Employment retention and how rescreening should become the norm
With staff fraud costing businesses at least 40 million annually (RSM), ensuring that employees can be trusted should be high on the list of company priorities.
Pre-employment screening has become the norm as businesses attempt to protect themselves from a bad hiring decision which could result in theft, fraud, data breaches, litigation or risk to company reputation.
But pre-employment screening is not enough, and a false sense of security can be created when companies fail to look at rescreening current staff members who already have access to sensitive company information, customers and valuable assets.
Criminal records checking is only valid until the day it is carried out and therefore cannot protect businesses from misconducts which have taken place since the check. Crimes committed while staff are employed could easily slip through the net and not only create a risk for your company and staff, but in some cases legally disqualify a staff member from working in certain roles.
Some companies do take the time to rescreen employees when they are promoted or change roles, but regular rescreening should become a company policy, to ensure that all staff are not only legally entitled, but also capable, of fulfilling the role for which they are employed.
Many hiring decisions are made based on professional licenses or certificates and it is essential to ensure that these are up to date.

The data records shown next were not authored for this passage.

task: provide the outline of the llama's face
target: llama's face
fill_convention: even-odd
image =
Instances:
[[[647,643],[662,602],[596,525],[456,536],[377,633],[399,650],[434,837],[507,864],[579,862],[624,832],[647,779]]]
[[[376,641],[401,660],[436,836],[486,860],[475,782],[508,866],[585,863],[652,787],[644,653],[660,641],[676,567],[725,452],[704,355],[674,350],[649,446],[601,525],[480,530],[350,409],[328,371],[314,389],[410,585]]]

Staff members may need to undergo further training or assessment to prove their eligibility.
With pre-employment background screening a relatively new practice in business, it is essential to ensure that staff members who might not have undergone thorough checks at the time of hiring have been screened properly. Likewise, if someone has worked their way up to a high-level position they may not have been subject to screening relevant to their current position.
Regular rescreening of all personnel, from temp staff to board members, is a prudent step to take to protect your business from the risk of unsuitable candidates, whether they are relatively new hires or a long-term employee.